Milano, eseguito primo intervento chirurgico con stent riassorbibile

Milano, eseguito primo intervento chirurgico con stent riassorbibile
14 Luglio Lug 2018 7 giorni fa

L’operazione è stata eseguita con successo, per la prima volta nel nostro Paese, su un paziente di 78 anni da parte dell’equipe medica guidata dal Primario di Cardiologia Bernardo Cortese

Rivoluzionario intervento chirurgico eseguito per la prima volta nel nostro Paese, presso la clinica San Carlo di Paderno Dugnano (Milano). È stato, infatti, impiantato uno stent per il cuore perfettamente riassorbibile, conosciuto anche come “scaffold”, dall’equipe medica guidata dal Primario del reparto di Cardiologia Bernardo Cortese, durante un intervento compiuto su un paziente di 78 anni. L’operazione è perfettamente riuscita.

Lo stent è un dispositivo di forma cilindrica utilizzato per porre rimedio all’ostruzione delle coronarie durante gli interventi di angioplastica: è composto da una struttura reticolare microscopica in grado, una volta inserita, di dilatarsi e di permettere un miglior afflusso di sangue nelle arterie.

L’elemento che contraddistingue la nuova tipologia di strumenti in esame, rispetto ai supporti metallici usati di solito, è proprio la qualità del materiale. Lo stent impiegato tradizionalmente, infatti, una volta inserito non poteva più esser rimosso, mentre in questo caso l’organismo è in grado di assorbirlo in modo completo nell’arco di circa due anni: per questa sua caratteristica gli è stato attribuito il nome di Fantom Reva.

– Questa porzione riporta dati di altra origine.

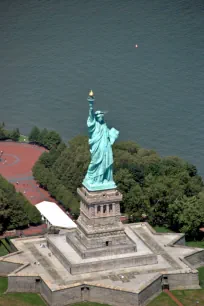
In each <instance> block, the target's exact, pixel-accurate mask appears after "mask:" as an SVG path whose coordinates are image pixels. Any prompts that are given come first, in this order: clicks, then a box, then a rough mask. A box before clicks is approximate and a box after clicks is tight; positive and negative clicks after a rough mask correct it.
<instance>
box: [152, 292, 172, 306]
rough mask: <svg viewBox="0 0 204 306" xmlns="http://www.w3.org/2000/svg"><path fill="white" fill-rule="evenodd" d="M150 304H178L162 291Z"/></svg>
mask: <svg viewBox="0 0 204 306" xmlns="http://www.w3.org/2000/svg"><path fill="white" fill-rule="evenodd" d="M148 306H177V304H176V303H175V302H174V301H172V299H170V297H169V296H168V295H167V294H166V293H164V292H162V293H161V294H160V295H159V296H158V297H156V298H155V299H154V300H153V301H151V302H150V303H149V304H148Z"/></svg>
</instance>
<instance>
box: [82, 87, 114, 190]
mask: <svg viewBox="0 0 204 306" xmlns="http://www.w3.org/2000/svg"><path fill="white" fill-rule="evenodd" d="M88 101H89V116H88V120H87V126H88V131H89V146H90V152H91V162H90V164H89V167H88V171H87V173H86V176H85V178H84V181H83V185H84V186H85V187H86V188H87V189H88V190H90V191H96V190H104V189H106V190H107V189H113V188H116V184H115V183H114V181H113V152H112V145H113V143H114V142H115V140H116V139H117V138H118V135H119V132H118V131H117V130H116V129H114V128H111V129H109V128H108V127H107V125H106V123H105V121H104V114H105V113H104V112H102V111H96V112H95V113H94V110H93V102H94V94H93V91H92V90H91V91H90V93H89V96H88Z"/></svg>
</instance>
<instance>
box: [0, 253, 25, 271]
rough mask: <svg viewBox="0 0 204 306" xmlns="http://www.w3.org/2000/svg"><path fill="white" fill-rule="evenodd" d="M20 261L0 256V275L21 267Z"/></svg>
mask: <svg viewBox="0 0 204 306" xmlns="http://www.w3.org/2000/svg"><path fill="white" fill-rule="evenodd" d="M21 266H22V264H21V263H14V262H10V261H6V259H5V258H3V257H2V258H0V275H1V276H7V275H8V274H9V273H11V272H13V271H14V270H16V269H18V268H19V267H21Z"/></svg>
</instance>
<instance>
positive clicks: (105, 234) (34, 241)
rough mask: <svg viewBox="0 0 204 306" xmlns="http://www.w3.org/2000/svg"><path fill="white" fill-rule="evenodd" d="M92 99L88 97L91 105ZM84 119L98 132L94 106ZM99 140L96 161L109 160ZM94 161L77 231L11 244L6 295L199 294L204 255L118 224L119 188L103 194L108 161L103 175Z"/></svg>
mask: <svg viewBox="0 0 204 306" xmlns="http://www.w3.org/2000/svg"><path fill="white" fill-rule="evenodd" d="M93 97H94V95H93V92H91V93H90V95H89V97H88V99H89V100H91V101H92V100H94V98H93ZM91 103H92V102H91ZM89 116H92V117H91V118H90V120H92V121H91V125H90V126H91V128H93V124H96V126H95V128H96V129H97V130H100V126H99V125H97V124H98V123H99V124H104V123H100V122H101V121H98V122H97V120H96V119H95V117H94V116H93V113H92V106H91V104H90V113H89ZM94 120H95V121H94ZM94 131H95V130H94ZM94 131H92V132H93V133H94ZM106 133H107V130H106ZM114 135H116V134H114ZM94 137H96V138H95V139H97V135H95V136H94ZM96 141H97V140H96ZM103 141H104V143H102V145H101V147H100V146H99V147H100V148H99V150H101V151H99V155H100V154H103V156H102V157H101V156H100V157H101V160H102V158H106V157H107V155H106V154H105V153H104V152H103V150H104V148H103V146H104V144H105V145H106V148H107V147H108V145H109V144H108V143H106V139H105V140H103ZM109 150H111V147H110V146H109ZM108 154H109V156H111V151H110V152H109V153H108ZM94 161H95V157H94V156H93V155H92V164H90V166H89V169H88V172H87V176H86V179H85V183H84V184H83V186H82V187H80V188H78V190H77V192H78V195H79V198H80V216H79V218H78V220H77V222H76V223H77V228H74V229H62V228H58V229H59V232H58V233H57V234H49V233H48V234H46V235H45V236H42V237H32V238H18V239H13V244H14V245H15V247H16V249H17V250H18V251H17V252H15V253H12V254H9V255H6V256H4V257H2V258H1V259H0V273H4V274H8V282H9V285H8V291H10V292H38V293H40V294H41V295H42V296H43V298H44V299H45V300H46V302H47V303H48V304H49V305H51V306H63V305H68V304H72V303H75V302H79V301H95V302H99V303H108V304H110V305H115V306H119V305H121V306H122V305H123V306H124V305H126V306H133V305H138V306H139V305H146V304H147V303H148V302H149V301H150V300H151V299H152V298H153V297H155V296H156V295H157V294H159V293H160V292H161V291H162V289H164V288H169V289H180V288H188V289H190V288H199V281H198V272H197V270H196V267H198V266H199V265H201V264H202V263H203V262H204V250H203V249H195V248H190V247H186V246H185V236H184V235H183V234H176V233H165V234H160V233H156V232H155V231H154V230H153V228H152V227H151V226H150V225H149V224H148V223H135V224H134V223H132V224H125V225H124V224H122V223H121V221H120V216H121V214H120V202H121V201H122V194H121V193H120V192H119V191H118V189H117V187H114V188H110V189H109V188H108V186H110V185H111V186H114V185H113V182H112V175H111V172H110V173H108V172H107V169H105V166H104V165H107V164H106V160H105V161H103V165H102V168H101V169H100V171H98V169H96V168H94V166H93V162H94ZM97 165H98V164H97ZM109 166H110V165H109ZM103 170H104V176H103ZM108 170H110V171H112V169H108ZM89 171H90V172H89ZM93 173H94V175H96V176H97V179H95V177H94V179H93ZM107 173H108V174H107ZM99 176H100V177H99ZM108 178H109V180H108ZM100 179H101V180H100ZM103 184H104V188H103ZM109 184H110V185H109ZM87 185H88V186H89V187H87ZM97 186H98V188H97Z"/></svg>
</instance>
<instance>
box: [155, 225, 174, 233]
mask: <svg viewBox="0 0 204 306" xmlns="http://www.w3.org/2000/svg"><path fill="white" fill-rule="evenodd" d="M153 229H154V230H155V231H156V232H157V233H173V231H172V230H170V229H169V228H167V227H165V226H154V227H153Z"/></svg>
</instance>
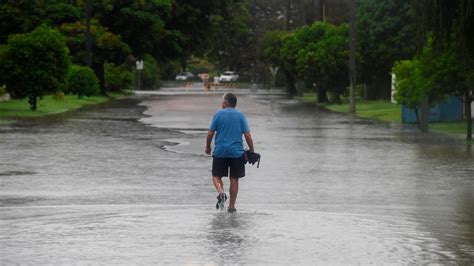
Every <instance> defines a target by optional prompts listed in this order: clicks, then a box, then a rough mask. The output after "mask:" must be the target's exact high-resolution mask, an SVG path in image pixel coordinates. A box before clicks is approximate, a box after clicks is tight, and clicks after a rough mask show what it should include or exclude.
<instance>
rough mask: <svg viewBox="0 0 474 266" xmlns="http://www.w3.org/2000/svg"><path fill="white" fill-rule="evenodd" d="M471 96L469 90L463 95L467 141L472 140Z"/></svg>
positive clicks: (471, 99) (473, 96)
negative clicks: (463, 95)
mask: <svg viewBox="0 0 474 266" xmlns="http://www.w3.org/2000/svg"><path fill="white" fill-rule="evenodd" d="M473 97H474V96H472V95H469V90H466V93H465V99H464V104H465V110H466V122H467V137H466V139H467V140H472V110H471V103H472V102H473V100H474V99H473Z"/></svg>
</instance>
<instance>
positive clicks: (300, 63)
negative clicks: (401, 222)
mask: <svg viewBox="0 0 474 266" xmlns="http://www.w3.org/2000/svg"><path fill="white" fill-rule="evenodd" d="M347 34H348V28H347V25H341V26H335V25H332V24H328V23H323V22H316V23H314V24H312V25H311V26H304V27H302V28H300V29H297V30H295V31H294V32H293V33H292V34H289V35H288V36H286V37H285V38H284V39H283V45H282V48H281V51H280V56H281V61H282V66H283V68H284V70H285V71H287V72H288V73H290V75H291V76H292V77H293V79H296V78H299V79H301V80H304V81H305V82H306V84H307V86H309V87H313V85H316V93H317V95H318V102H327V101H328V97H327V91H328V90H332V92H333V93H334V94H335V95H336V96H339V95H340V94H342V92H343V91H344V90H345V88H346V86H347V82H348V79H347V77H348V75H347V73H348V64H347V62H348V61H349V51H348V38H347V37H348V36H347ZM290 95H291V94H290Z"/></svg>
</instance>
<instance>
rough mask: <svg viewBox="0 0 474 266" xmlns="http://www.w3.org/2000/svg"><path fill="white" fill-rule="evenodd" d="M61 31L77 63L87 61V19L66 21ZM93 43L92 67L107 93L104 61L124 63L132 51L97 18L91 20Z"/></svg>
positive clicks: (92, 37) (101, 92) (129, 48)
mask: <svg viewBox="0 0 474 266" xmlns="http://www.w3.org/2000/svg"><path fill="white" fill-rule="evenodd" d="M59 29H60V31H61V32H62V33H63V35H64V36H65V39H66V42H67V45H68V47H69V49H70V51H71V54H72V57H73V62H74V63H75V64H84V63H85V62H86V49H85V41H86V39H85V38H84V32H85V31H86V25H85V21H84V20H81V21H77V22H75V23H65V24H63V25H61V26H60V28H59ZM91 37H92V40H93V45H92V53H93V57H92V69H94V72H95V74H96V76H97V78H98V79H99V85H100V92H101V94H103V95H105V94H106V87H105V70H104V63H105V62H106V61H107V62H113V63H115V64H120V63H123V61H124V59H125V58H126V56H127V55H128V54H129V53H130V52H131V50H130V48H129V46H128V45H127V44H126V43H125V42H123V41H122V38H121V36H120V35H116V34H114V33H112V32H110V31H109V30H108V29H107V28H105V27H103V26H102V25H101V24H100V23H99V22H98V21H97V20H96V19H92V20H91Z"/></svg>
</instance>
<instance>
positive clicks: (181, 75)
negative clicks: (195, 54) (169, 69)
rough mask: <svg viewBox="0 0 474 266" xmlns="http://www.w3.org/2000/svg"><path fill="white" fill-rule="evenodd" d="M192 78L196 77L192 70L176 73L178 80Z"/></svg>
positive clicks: (186, 79)
mask: <svg viewBox="0 0 474 266" xmlns="http://www.w3.org/2000/svg"><path fill="white" fill-rule="evenodd" d="M192 78H194V75H193V73H191V72H181V73H179V74H178V75H176V80H190V79H192Z"/></svg>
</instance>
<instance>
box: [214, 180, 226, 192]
mask: <svg viewBox="0 0 474 266" xmlns="http://www.w3.org/2000/svg"><path fill="white" fill-rule="evenodd" d="M212 181H213V182H214V186H215V187H216V190H217V192H218V193H222V192H224V183H222V177H220V176H213V177H212Z"/></svg>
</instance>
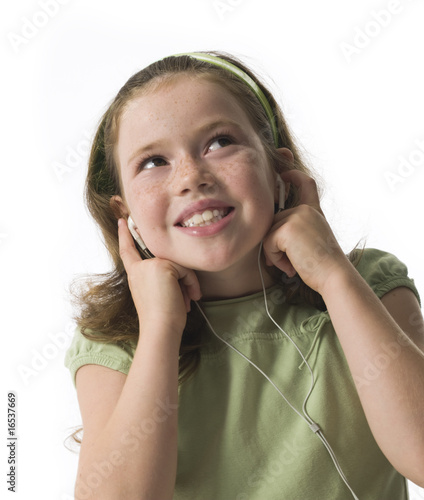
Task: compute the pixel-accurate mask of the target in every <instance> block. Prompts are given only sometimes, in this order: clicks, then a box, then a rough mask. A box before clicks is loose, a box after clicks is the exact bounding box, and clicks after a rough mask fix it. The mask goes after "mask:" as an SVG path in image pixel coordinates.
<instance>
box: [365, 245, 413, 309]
mask: <svg viewBox="0 0 424 500" xmlns="http://www.w3.org/2000/svg"><path fill="white" fill-rule="evenodd" d="M356 268H357V270H358V272H359V273H360V274H361V276H362V277H363V278H364V279H365V281H366V282H367V283H368V285H369V286H370V287H371V288H372V290H373V291H374V293H375V294H376V295H377V297H379V298H381V297H383V295H384V294H386V293H387V292H390V291H391V290H393V289H395V288H398V287H400V286H405V287H407V288H409V289H410V290H412V292H413V293H414V294H415V296H416V297H417V300H418V302H419V304H420V306H421V299H420V295H419V293H418V290H417V288H416V286H415V283H414V280H413V279H411V278H410V277H409V276H408V268H407V267H406V265H405V264H404V263H403V262H401V261H400V260H399V259H398V258H397V257H395V256H394V255H392V254H390V253H387V252H384V251H382V250H377V249H375V248H367V249H365V250H364V253H363V255H362V257H361V259H360V261H359V263H358V265H357V266H356Z"/></svg>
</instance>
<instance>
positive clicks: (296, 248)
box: [263, 170, 351, 295]
mask: <svg viewBox="0 0 424 500" xmlns="http://www.w3.org/2000/svg"><path fill="white" fill-rule="evenodd" d="M280 175H281V178H282V180H283V182H285V183H286V184H287V183H292V184H294V185H295V186H296V187H297V188H298V191H299V198H300V200H299V204H298V205H297V206H296V207H294V208H290V209H287V210H283V211H282V212H280V213H279V214H276V216H275V218H274V223H273V225H272V227H271V229H270V231H269V232H268V234H267V235H266V236H265V238H264V240H263V249H264V254H265V259H266V263H267V265H273V266H276V267H278V268H279V269H281V270H282V271H283V272H285V273H286V274H287V275H288V276H290V277H292V276H294V275H295V274H296V272H297V273H298V274H299V276H300V277H301V278H302V280H303V281H304V282H305V283H306V284H307V285H308V286H310V287H311V288H312V289H313V290H315V291H317V292H318V293H320V294H321V295H323V290H324V288H325V284H326V282H327V280H328V279H329V278H330V277H331V276H334V275H335V273H336V274H337V273H339V272H343V270H346V269H349V267H351V264H350V262H349V260H348V258H347V257H346V255H345V254H344V253H343V251H342V249H341V248H340V246H339V244H338V243H337V240H336V238H335V236H334V234H333V232H332V230H331V228H330V226H329V225H328V223H327V221H326V219H325V217H324V214H323V212H322V210H321V206H320V203H319V197H318V191H317V186H316V183H315V181H314V180H313V179H312V178H311V177H309V176H308V175H306V174H304V173H303V172H300V171H299V170H290V171H288V172H283V173H282V174H280Z"/></svg>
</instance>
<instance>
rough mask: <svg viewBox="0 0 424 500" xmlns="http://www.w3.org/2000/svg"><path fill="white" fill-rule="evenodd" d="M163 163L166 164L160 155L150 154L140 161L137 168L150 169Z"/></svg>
mask: <svg viewBox="0 0 424 500" xmlns="http://www.w3.org/2000/svg"><path fill="white" fill-rule="evenodd" d="M164 165H166V160H164V159H163V158H161V157H160V156H150V157H149V158H146V159H144V160H142V161H141V162H140V164H139V166H138V170H151V169H152V168H156V167H163V166H164Z"/></svg>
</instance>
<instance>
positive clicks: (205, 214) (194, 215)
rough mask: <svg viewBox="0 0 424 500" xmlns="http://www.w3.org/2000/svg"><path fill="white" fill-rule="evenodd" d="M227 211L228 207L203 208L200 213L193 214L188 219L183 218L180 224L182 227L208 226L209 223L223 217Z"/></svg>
mask: <svg viewBox="0 0 424 500" xmlns="http://www.w3.org/2000/svg"><path fill="white" fill-rule="evenodd" d="M227 211H228V209H225V208H221V209H218V208H215V209H213V210H205V211H204V212H203V213H202V214H194V215H193V217H190V219H186V220H184V221H183V222H181V225H182V226H183V227H193V226H209V224H213V223H214V222H217V221H219V220H221V219H222V218H223V217H225V215H226V214H227Z"/></svg>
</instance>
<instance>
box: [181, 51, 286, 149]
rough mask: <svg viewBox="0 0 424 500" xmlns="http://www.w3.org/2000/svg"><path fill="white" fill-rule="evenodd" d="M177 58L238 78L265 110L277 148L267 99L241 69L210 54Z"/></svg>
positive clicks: (257, 85) (188, 55)
mask: <svg viewBox="0 0 424 500" xmlns="http://www.w3.org/2000/svg"><path fill="white" fill-rule="evenodd" d="M179 56H189V57H193V58H194V59H198V60H199V61H204V62H208V63H209V64H214V65H215V66H219V67H220V68H223V69H226V70H227V71H230V72H231V73H233V74H234V75H236V76H238V77H239V78H240V79H241V80H243V81H244V82H245V83H246V84H247V86H248V87H249V88H250V89H251V90H252V91H253V93H254V94H255V95H256V97H257V98H258V99H259V101H260V103H261V104H262V107H263V108H264V110H265V113H266V115H267V117H268V120H269V123H270V125H271V130H272V136H273V138H274V144H275V147H276V148H278V129H277V125H276V123H275V118H274V113H273V112H272V109H271V106H270V104H269V102H268V99H267V98H266V97H265V94H264V93H263V92H262V90H261V89H260V87H259V85H258V84H257V83H256V82H255V81H254V80H253V79H252V78H251V77H250V76H249V75H248V74H247V73H246V72H244V71H243V70H242V69H240V68H239V67H238V66H235V65H234V64H232V63H230V62H228V61H226V60H225V59H221V58H220V57H216V56H212V55H210V54H203V53H202V52H188V53H185V54H175V57H179Z"/></svg>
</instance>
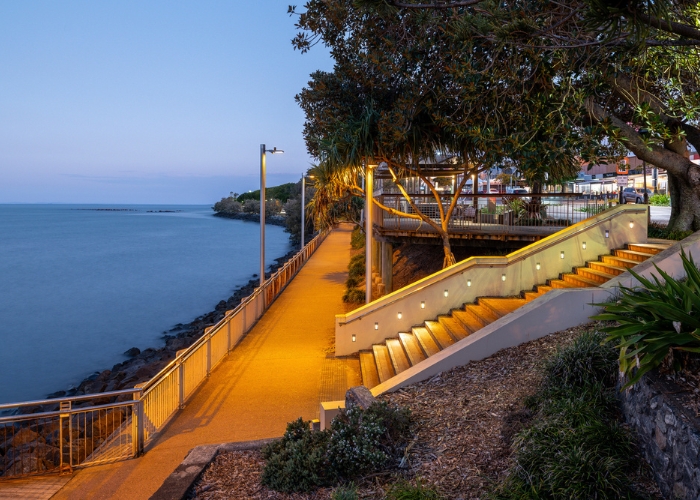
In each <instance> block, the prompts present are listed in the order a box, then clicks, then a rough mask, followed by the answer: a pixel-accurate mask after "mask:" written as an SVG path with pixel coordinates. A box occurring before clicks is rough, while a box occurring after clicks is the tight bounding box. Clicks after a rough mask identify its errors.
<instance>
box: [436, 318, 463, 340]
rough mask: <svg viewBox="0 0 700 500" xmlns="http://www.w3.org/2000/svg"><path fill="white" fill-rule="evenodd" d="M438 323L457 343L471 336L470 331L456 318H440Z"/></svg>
mask: <svg viewBox="0 0 700 500" xmlns="http://www.w3.org/2000/svg"><path fill="white" fill-rule="evenodd" d="M438 321H439V322H440V323H442V326H444V327H445V329H446V330H447V331H448V332H449V333H450V335H452V338H453V339H455V341H457V342H459V341H460V340H462V339H463V338H465V337H467V336H468V335H469V333H470V332H469V330H467V329H466V327H465V326H464V325H463V324H462V323H461V322H460V321H459V320H458V319H456V318H453V317H452V316H438Z"/></svg>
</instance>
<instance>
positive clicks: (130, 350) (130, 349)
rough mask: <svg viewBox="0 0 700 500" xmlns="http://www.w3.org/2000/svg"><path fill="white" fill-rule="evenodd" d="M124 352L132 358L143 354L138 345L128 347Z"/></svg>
mask: <svg viewBox="0 0 700 500" xmlns="http://www.w3.org/2000/svg"><path fill="white" fill-rule="evenodd" d="M124 354H125V355H126V356H129V357H130V358H133V357H135V356H138V355H139V354H141V349H139V348H138V347H132V348H131V349H127V350H126V351H124Z"/></svg>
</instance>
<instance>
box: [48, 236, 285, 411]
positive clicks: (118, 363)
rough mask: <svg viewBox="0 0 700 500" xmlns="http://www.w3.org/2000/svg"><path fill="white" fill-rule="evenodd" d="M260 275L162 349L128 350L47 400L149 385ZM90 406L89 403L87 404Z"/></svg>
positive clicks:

Fino ad oggi, quest’ultimo, era stato impiegato solo in Germania e Svizzera ed i risultati sui pazienti che avevano subito questo genere di impianto erano stati più che incoraggianti. Non solo, paiono ridursi, grazie al suo utilizzo, anche i rischi di trombosi a distanza di anni dall’intervento chirurgico.

È lo stesso Bernardo Cortese, particolarmente esperto nella ricerca clinica, a parlare dei benefici di questa nuova tecnologia, sulle pagine de “Il Giorno”: “Le protesi metalliche sono sicure ma, in una percentuale molto bassa e inferiore all’1%, possono presentare dei rischi di riocclusione. Da qui sono nate le nuove tecnologie, come il pallone medicato e gli scaffold”.